Literature DB >> 12581329

Increased expression of cytotoxic effector molecules: different interpretations for steroid-based and steroid-free immunosuppression.

Thomas Satterwhite1, Mei-Sze Chua, Szu-Chuan Hsieh, Stella Chang, John Scandling, Oscar Salvatierra, Minnie M Sarwal.   

Abstract

Cytotoxic T lymphocyte (CTL) effector molecules have been studied as markers of acute rejection in renal allograft recipients on steroid-based immunosuppression. We hypothesized that basal CTL gene expression may vary with time post-transplantation as well as with different immunosuppression protocols (steroid-based or steroid-free). Variations in CTL gene expression may thus impact on the ability to predict acute allograft rejection. We used the non-invasive method of quantitative competitive-reverse transcription-polymerase chain reaction (QC-RT-PCR) to quantify the amounts of CTL effector molecules (granulysin, GL; perforin, P; granzyme B, GB) in serial peripheral blood lymphocyte (PBL) samples from steroid-free and steroid-based adult and pediatric renal allograft recipients. Patients on both protocols were clinically monitored by protocol biopsies at 1, 3, 6, and 12 months post-transplantation and for graft function at 1 yr post-transplantation in a separate clinical study. Steroid-free patients with stable graft function showed an increase in GL, P, and GB gene expression over time post-transplantation with the increase being seen largely by the first post-transplant month. A further increase in GL expression was noted at the end of the first post-transplant year in the absence of acute rejection, whereas GB and P levels were unchanged. At comparative time-points post-transplantation, CTL genes were found to be higher in steroid-free patients with stable graft function, compared to steroid-based recipients with either clinically stable graft function or acute rejection. This study suggests that levels of CTL gene expression, although important in a steroid-based regimen to monitor the risk of acute rejection, may not be similarly applied in patients on steroid-free immunosuppression.
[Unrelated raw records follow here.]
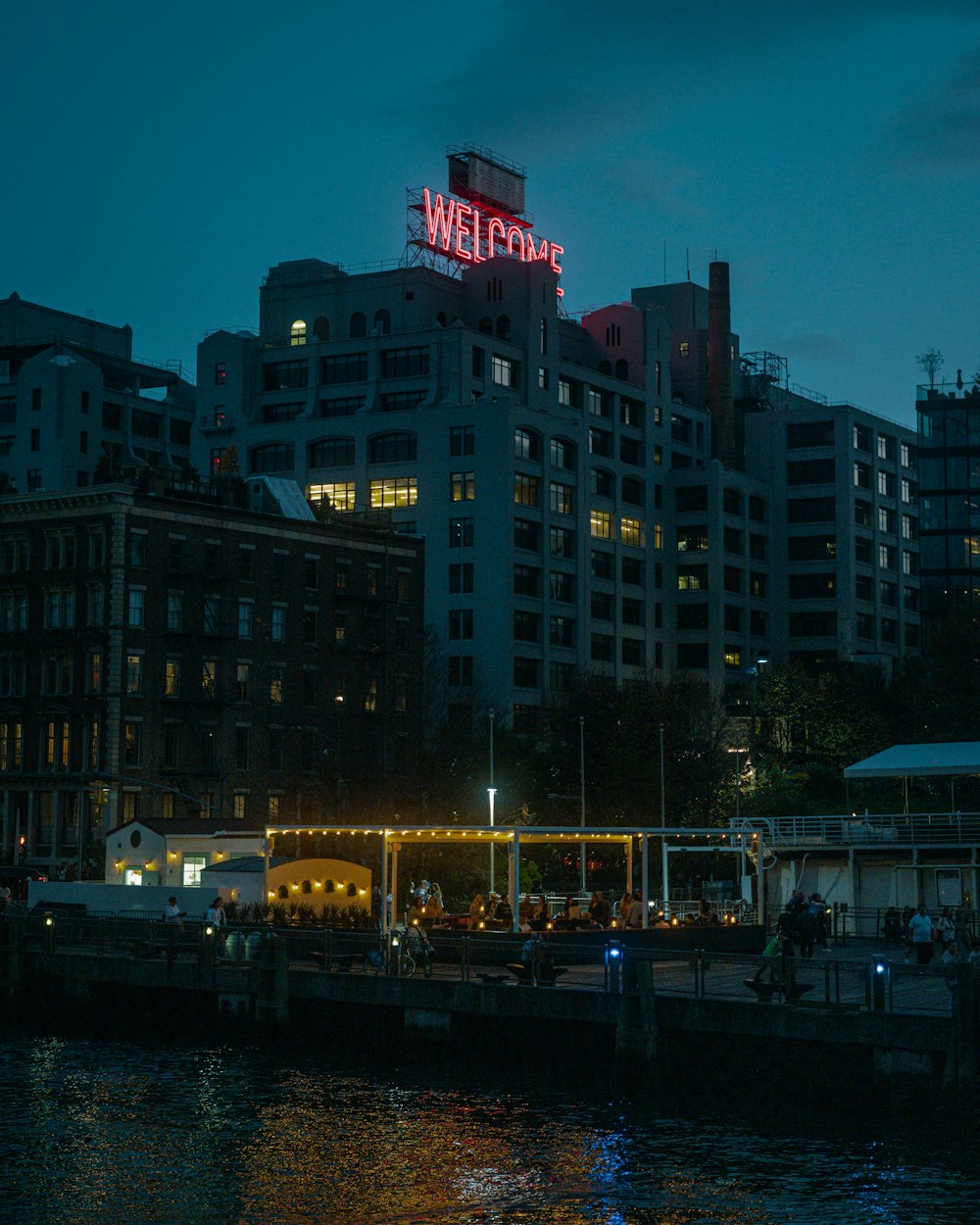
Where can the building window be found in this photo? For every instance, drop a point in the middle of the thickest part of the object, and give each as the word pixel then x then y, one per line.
pixel 133 672
pixel 461 577
pixel 392 491
pixel 461 623
pixel 525 672
pixel 527 445
pixel 337 495
pixel 137 549
pixel 461 670
pixel 461 440
pixel 210 677
pixel 562 499
pixel 527 626
pixel 601 524
pixel 562 631
pixel 461 533
pixel 245 611
pixel 132 743
pixel 243 745
pixel 172 677
pixel 525 489
pixel 504 371
pixel 562 542
pixel 136 609
pixel 462 486
pixel 277 625
pixel 631 532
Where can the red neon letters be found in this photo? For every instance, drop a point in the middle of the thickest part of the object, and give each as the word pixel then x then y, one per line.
pixel 461 231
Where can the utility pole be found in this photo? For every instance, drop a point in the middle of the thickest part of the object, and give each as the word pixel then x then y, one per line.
pixel 582 798
pixel 491 794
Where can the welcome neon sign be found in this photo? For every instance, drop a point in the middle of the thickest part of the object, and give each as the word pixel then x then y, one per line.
pixel 462 231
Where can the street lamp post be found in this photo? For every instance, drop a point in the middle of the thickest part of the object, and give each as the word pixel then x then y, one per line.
pixel 582 799
pixel 491 793
pixel 662 782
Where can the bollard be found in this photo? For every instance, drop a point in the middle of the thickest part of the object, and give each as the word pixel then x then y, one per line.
pixel 612 966
pixel 878 973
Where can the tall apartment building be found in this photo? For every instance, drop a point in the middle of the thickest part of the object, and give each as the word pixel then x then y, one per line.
pixel 844 514
pixel 167 655
pixel 74 403
pixel 528 449
pixel 950 465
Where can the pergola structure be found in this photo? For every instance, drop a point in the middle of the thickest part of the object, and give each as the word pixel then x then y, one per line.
pixel 513 838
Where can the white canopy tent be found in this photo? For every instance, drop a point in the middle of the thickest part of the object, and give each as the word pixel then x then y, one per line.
pixel 950 760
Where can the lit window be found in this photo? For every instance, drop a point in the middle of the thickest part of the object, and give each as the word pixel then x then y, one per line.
pixel 601 524
pixel 133 672
pixel 392 491
pixel 136 608
pixel 462 486
pixel 338 496
pixel 172 679
pixel 631 532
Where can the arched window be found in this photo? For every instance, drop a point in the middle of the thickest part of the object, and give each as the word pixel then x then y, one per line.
pixel 527 444
pixel 391 447
pixel 270 457
pixel 331 452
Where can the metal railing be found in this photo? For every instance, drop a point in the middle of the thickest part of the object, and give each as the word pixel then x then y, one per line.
pixel 862 981
pixel 871 829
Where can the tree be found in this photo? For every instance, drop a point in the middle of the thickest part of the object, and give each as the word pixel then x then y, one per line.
pixel 931 362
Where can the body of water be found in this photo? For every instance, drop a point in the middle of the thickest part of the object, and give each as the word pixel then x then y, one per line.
pixel 96 1131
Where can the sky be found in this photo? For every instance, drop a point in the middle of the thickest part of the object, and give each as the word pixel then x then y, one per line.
pixel 158 160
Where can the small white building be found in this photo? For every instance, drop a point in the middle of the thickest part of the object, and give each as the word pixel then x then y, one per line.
pixel 174 853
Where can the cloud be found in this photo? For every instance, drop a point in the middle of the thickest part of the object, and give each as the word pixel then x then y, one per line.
pixel 813 347
pixel 559 73
pixel 942 128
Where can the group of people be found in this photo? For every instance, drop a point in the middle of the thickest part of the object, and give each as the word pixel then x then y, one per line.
pixel 803 925
pixel 924 935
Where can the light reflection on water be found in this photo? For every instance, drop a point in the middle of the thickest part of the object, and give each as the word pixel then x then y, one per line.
pixel 117 1132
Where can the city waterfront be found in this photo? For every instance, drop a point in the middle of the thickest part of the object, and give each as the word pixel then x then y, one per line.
pixel 204 1130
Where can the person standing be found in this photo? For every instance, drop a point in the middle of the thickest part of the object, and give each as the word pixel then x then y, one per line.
pixel 920 930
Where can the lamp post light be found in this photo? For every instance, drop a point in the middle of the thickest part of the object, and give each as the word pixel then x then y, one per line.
pixel 491 792
pixel 662 782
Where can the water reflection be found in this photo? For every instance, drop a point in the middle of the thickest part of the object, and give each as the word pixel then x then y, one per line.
pixel 96 1132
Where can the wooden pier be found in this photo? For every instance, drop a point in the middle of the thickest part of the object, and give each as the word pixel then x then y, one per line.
pixel 885 1020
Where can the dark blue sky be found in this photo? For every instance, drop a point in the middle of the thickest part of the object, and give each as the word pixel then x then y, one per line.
pixel 160 158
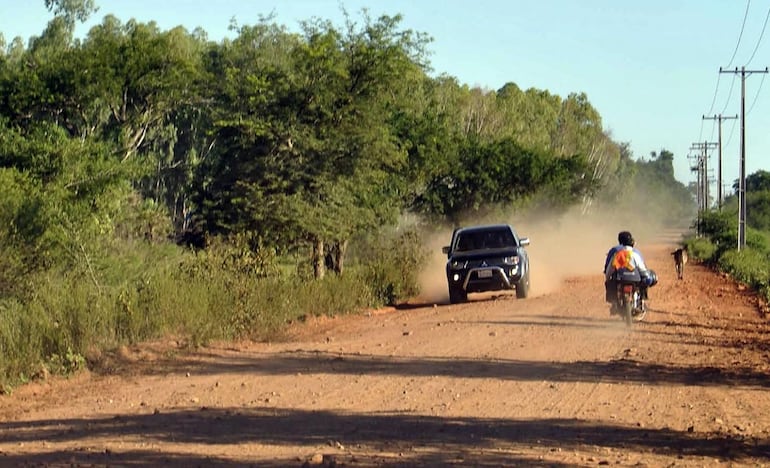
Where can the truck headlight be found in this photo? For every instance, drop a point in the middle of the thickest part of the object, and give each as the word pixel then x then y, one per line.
pixel 512 260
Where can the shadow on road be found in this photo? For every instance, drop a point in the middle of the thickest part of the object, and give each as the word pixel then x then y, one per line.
pixel 367 436
pixel 613 371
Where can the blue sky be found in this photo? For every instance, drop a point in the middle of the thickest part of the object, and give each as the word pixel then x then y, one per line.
pixel 650 68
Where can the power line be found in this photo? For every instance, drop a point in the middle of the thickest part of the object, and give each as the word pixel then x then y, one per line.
pixel 742 167
pixel 729 94
pixel 760 38
pixel 754 101
pixel 743 26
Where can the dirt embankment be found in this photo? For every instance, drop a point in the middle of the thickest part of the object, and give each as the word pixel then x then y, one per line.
pixel 552 380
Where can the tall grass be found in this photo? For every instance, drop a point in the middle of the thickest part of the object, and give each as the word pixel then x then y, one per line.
pixel 67 318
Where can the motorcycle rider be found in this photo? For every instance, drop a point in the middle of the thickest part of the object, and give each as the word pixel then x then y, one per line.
pixel 625 256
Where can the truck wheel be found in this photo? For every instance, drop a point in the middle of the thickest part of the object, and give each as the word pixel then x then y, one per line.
pixel 522 287
pixel 457 295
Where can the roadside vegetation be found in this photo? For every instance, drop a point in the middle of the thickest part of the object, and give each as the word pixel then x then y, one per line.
pixel 717 244
pixel 157 183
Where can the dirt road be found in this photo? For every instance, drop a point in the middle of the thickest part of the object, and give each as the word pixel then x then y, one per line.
pixel 552 380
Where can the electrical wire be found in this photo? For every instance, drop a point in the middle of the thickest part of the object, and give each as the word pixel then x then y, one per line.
pixel 732 130
pixel 743 26
pixel 729 95
pixel 759 41
pixel 713 101
pixel 754 101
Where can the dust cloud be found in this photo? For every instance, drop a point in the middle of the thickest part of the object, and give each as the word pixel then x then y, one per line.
pixel 563 245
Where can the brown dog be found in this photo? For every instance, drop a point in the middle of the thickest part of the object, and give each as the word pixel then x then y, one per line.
pixel 680 259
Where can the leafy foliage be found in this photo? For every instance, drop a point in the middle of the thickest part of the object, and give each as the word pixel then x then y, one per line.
pixel 270 153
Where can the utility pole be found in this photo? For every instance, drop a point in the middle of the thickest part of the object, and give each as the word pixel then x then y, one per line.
pixel 703 167
pixel 697 167
pixel 742 175
pixel 719 118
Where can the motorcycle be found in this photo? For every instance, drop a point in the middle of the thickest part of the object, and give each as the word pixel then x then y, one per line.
pixel 629 302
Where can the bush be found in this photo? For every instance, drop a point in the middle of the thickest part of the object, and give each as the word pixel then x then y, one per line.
pixel 749 267
pixel 700 248
pixel 392 266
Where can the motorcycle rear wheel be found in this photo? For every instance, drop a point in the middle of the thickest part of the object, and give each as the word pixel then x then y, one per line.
pixel 628 312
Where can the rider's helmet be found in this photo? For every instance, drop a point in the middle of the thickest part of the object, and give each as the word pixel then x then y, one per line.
pixel 653 278
pixel 625 238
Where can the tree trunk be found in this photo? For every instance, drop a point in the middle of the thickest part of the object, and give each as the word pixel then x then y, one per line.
pixel 335 256
pixel 318 259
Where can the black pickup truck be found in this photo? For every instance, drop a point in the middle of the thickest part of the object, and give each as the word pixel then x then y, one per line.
pixel 489 257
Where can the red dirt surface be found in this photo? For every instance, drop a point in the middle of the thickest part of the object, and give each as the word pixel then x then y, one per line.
pixel 551 380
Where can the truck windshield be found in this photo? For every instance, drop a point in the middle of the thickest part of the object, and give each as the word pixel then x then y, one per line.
pixel 491 239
The early increase in levels seen in steroid-free patients appears to correlate with the total absence of steroids. As steroid-free patients seem to have a lower incidence of acute rejection and better long-term graft function at 1 yr, the early increase in CTL genes in the absence of acute rejection may suggest an early adaptive immune activation response, promoting early graft acceptance in this protocol.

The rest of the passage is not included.